James and Scherry Moore know what it’s like to be homeless. Evicted from their Oxnard apartment, they spent four years living in an 18-foot camper, seeking refuge in state parks and struggling to feed their three children from on-again, off-again work in Ventura oil fields.
Without the Social Security checks their 8-year-old son received in 1986 after undergoing complicated heart surgery, there would have been no way for the family to finally leave their camper and return to apartment life.
The old De Anza Hotel on Ventura Avenue turned out to be far from luxury quarters and today, at $550 for a one-bedroom apartment, not all that inexpensive. But it represented stability for the Moores, who soon learned that Scherry was suffering from cancer.
That’s why this hard-luck family cannot understand why anyone would want to force them from their refuge to convert the building into a shelter for the homeless. Even though they and the other low-income residents of the De Anza’s 14 units have been told that they will be compensated, the idea strikes Scherry Moore as painfully ironic.
“I finally got my house and my home and my life as I want it,” she said, sitting in a living room decorated with Easter bunnies, inspirational sayings and a rifle propped in the corner. “Now they’re kicking us out to make room for the homeless? That’s a dirty deal.”
But for two nonprofit agencies, each with more than a decade of serving Ventura County’s poor, it is an ambitious plan that will ultimately benefit people such as the Moores.
Project Understanding and Cabrillo Economic Development Corp. have launched efforts to raise $1.7 million to buy the hotel and use it to shelter the growing number of families joining the ranks of the county’s estimated 2,000 homeless people.
The project--which faces daunting economic hurdles, public hearings and scrutiny from city officials before it can be approved--envisions the top two floors of the three-story building divided into 21 rooms with a total of 84 beds. The first floor would become a center for social service agencies.
Present residents would receive about $4,800 in relocation compensation per apartment, which leaders of the two agencies say would probably be sufficient to land them in at least equal, if not much improved, living conditions.
Tide of Gentrification
And in the process, both Project Understanding and Cabrillo hope that the shelter will help slow the tide of gentrification that is sweeping the Ventura Avenue area. Any other buyer of the building, they say, would probably raise rents and drive out most residents anyway.
“Even though it’s unfortunate that we have to displace a few families, in the long run it will be a benefit to the avenue as a whole,” said Rodney Fernandez, executive director of Cabrillo, which has built several housing projects for low-income farm workers. “We’re trying to make a statement with this project.”
The project’s fate, however, could depend almost entirely on how the Ventura City Council chooses to divvy up $238,000 in funds that have been earmarked to help the homeless.
The De Anza shelter is one of four proposals being considered by city officials. Without a large chunk of the money, it would be nearly impossible to get the state and federal funds necessary to buy the $855,000 building and to pay for the extensive earthquake-proofing it requires, Fernandez said.

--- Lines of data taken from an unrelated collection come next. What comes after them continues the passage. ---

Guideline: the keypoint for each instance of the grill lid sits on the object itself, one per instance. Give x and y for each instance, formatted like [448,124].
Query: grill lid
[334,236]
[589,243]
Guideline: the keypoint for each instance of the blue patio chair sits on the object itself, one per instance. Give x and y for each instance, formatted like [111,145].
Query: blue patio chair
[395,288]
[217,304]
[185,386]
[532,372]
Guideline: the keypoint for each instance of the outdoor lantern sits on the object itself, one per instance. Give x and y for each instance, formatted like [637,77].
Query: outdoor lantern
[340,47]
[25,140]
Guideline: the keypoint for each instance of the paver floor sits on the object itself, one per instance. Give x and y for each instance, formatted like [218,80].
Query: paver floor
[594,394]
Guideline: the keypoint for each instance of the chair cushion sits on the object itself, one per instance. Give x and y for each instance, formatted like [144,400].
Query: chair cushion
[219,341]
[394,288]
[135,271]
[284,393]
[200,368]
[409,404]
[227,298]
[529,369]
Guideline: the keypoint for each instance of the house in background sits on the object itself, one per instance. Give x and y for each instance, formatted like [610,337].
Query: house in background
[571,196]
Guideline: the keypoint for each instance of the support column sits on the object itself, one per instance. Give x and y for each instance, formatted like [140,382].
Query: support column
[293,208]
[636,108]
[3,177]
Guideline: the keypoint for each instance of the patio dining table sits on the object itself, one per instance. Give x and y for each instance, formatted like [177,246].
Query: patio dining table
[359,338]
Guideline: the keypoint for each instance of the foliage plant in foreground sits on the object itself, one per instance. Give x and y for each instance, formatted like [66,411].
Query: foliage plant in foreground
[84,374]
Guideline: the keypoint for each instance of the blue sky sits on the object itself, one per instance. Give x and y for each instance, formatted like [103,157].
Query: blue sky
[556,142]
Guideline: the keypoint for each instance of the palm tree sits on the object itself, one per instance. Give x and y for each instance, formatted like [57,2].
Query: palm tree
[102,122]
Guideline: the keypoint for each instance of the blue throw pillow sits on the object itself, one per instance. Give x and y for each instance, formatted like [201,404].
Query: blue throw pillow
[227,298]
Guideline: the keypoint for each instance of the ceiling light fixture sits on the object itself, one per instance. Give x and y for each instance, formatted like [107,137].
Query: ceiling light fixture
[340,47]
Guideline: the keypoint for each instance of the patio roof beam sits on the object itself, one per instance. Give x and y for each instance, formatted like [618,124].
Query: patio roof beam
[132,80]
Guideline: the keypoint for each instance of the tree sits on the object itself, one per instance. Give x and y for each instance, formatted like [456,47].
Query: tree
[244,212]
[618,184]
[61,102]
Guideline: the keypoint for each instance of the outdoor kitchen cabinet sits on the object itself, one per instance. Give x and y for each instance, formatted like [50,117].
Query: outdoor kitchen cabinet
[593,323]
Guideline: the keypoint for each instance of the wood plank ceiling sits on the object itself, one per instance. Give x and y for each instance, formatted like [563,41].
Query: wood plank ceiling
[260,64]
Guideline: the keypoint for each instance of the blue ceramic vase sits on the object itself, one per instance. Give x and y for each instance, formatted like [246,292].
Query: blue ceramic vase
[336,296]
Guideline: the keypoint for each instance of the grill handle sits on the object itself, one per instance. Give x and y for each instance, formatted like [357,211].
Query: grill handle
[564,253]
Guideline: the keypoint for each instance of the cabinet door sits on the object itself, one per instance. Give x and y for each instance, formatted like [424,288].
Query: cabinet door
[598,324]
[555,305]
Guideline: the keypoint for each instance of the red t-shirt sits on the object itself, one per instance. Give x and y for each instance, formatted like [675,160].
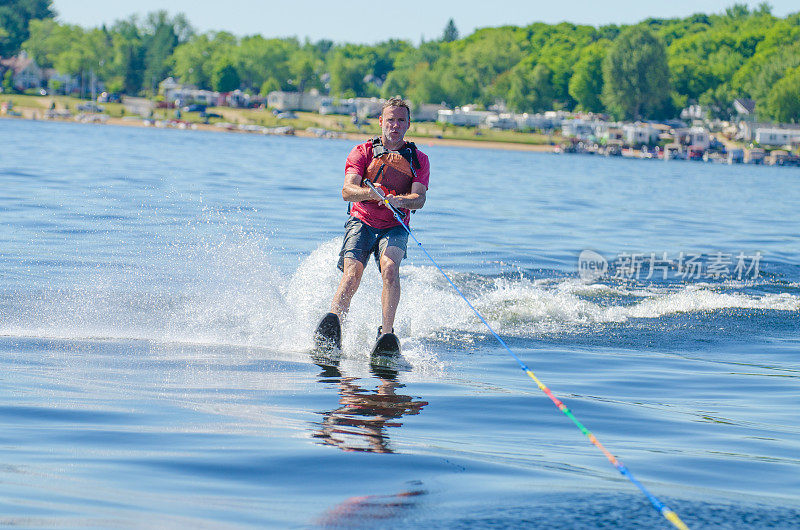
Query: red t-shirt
[374,213]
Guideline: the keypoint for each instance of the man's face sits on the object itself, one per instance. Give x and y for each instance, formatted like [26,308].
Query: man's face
[394,124]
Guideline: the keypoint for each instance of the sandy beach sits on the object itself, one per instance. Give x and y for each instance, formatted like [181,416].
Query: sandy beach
[35,114]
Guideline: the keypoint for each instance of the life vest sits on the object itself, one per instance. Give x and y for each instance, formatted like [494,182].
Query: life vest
[394,170]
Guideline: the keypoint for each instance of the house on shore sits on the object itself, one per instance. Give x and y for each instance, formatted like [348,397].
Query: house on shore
[778,136]
[640,133]
[465,116]
[697,137]
[25,73]
[305,101]
[426,111]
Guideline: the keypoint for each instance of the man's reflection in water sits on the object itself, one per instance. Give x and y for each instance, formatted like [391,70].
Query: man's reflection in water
[360,422]
[370,511]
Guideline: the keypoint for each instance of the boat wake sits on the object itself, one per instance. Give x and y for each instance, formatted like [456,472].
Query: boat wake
[230,294]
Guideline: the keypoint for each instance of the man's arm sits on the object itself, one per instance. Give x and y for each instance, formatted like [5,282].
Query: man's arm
[353,191]
[410,201]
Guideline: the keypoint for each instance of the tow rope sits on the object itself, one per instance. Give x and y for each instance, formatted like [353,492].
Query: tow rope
[662,508]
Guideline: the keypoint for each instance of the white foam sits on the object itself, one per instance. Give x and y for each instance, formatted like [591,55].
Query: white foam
[226,291]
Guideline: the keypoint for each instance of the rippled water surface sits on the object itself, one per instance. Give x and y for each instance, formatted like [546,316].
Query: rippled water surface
[159,289]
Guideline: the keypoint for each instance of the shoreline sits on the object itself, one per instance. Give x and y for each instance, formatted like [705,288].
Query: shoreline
[32,115]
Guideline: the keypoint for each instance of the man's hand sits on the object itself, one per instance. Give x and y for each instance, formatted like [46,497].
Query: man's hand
[394,201]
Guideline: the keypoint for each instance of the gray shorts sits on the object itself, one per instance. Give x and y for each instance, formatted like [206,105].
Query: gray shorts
[361,240]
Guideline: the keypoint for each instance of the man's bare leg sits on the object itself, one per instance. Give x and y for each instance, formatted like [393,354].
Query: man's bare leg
[390,295]
[348,285]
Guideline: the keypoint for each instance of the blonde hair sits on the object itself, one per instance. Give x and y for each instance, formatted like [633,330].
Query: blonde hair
[397,101]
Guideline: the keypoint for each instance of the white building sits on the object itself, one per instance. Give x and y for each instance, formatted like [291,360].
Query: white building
[426,112]
[534,121]
[640,133]
[306,101]
[464,116]
[695,136]
[578,128]
[25,73]
[771,136]
[503,122]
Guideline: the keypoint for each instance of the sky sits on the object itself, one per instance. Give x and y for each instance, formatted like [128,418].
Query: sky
[371,22]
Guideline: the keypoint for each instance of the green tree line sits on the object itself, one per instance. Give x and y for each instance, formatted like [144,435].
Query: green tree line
[647,70]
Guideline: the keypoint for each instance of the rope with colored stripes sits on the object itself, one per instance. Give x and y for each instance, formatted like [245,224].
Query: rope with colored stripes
[662,508]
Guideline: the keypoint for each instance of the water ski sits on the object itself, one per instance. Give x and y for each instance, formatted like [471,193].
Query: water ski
[328,335]
[386,345]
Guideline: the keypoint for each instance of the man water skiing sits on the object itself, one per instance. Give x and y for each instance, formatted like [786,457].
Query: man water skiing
[400,172]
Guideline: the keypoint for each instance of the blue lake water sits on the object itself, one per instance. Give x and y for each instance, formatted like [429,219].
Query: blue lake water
[159,290]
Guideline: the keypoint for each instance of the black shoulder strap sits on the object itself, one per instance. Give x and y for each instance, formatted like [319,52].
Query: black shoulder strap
[377,147]
[411,146]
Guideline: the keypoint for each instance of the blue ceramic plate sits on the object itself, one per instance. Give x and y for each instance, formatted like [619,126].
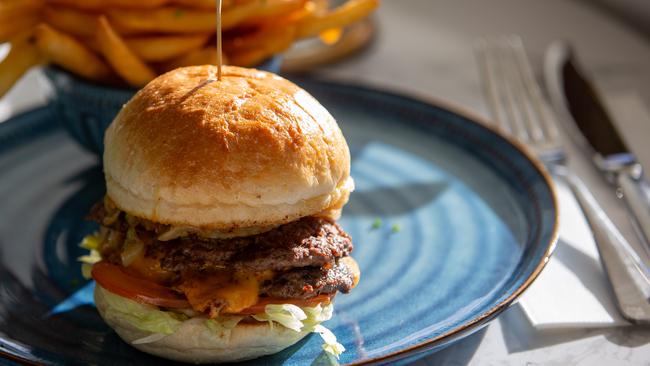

But Councilman Don Villeneuve, a member of the city’s affordable housing subcommittee, which is preparing to make a recommendation on spending the money, said it was unrealistic for Project Understanding or Cabrillo to expect a hefty grant.
‘Other Good Proposals’
“There’s so many ifs and uncertainties about their project that I don’t see any way the city is going to kick in the whole $238,000 on the outside possibility they can pull this together,” he said. “There’s other good proposals out there too.”
Even though the shelter has yet to be funded, residents have found little solace.
“We’re already overrun with transients now, and they want to bring in more?” said Lady Blue, owner of the Ventura Tattoo Studio, one of four commercial spaces that would have to be relocated from the first floor of the building.
“I don’t think it’s fair. I have a good clientele, not your typical tattoo shop trash. We’re all here trying very hard to lead respectable lives,” she said.
Andy Pompa, who has run his Imperial Upholstery shop in the building for 18 years, agreed. “This building is going to be a white elephant,” he said. “It’s foolish.”
Although leaders of the two agencies conceded that it would be preferable to construct such a project without displacing anybody, they said the high cost of real estate and strict zoning requirements left them with few options.
“We realize these are real people and they have real concerns,” said Thomas G. Buford, an attorney representing Cabrillo. “But you’re never going to find a site where no one is inconvenienced and no one objects in this day and age.”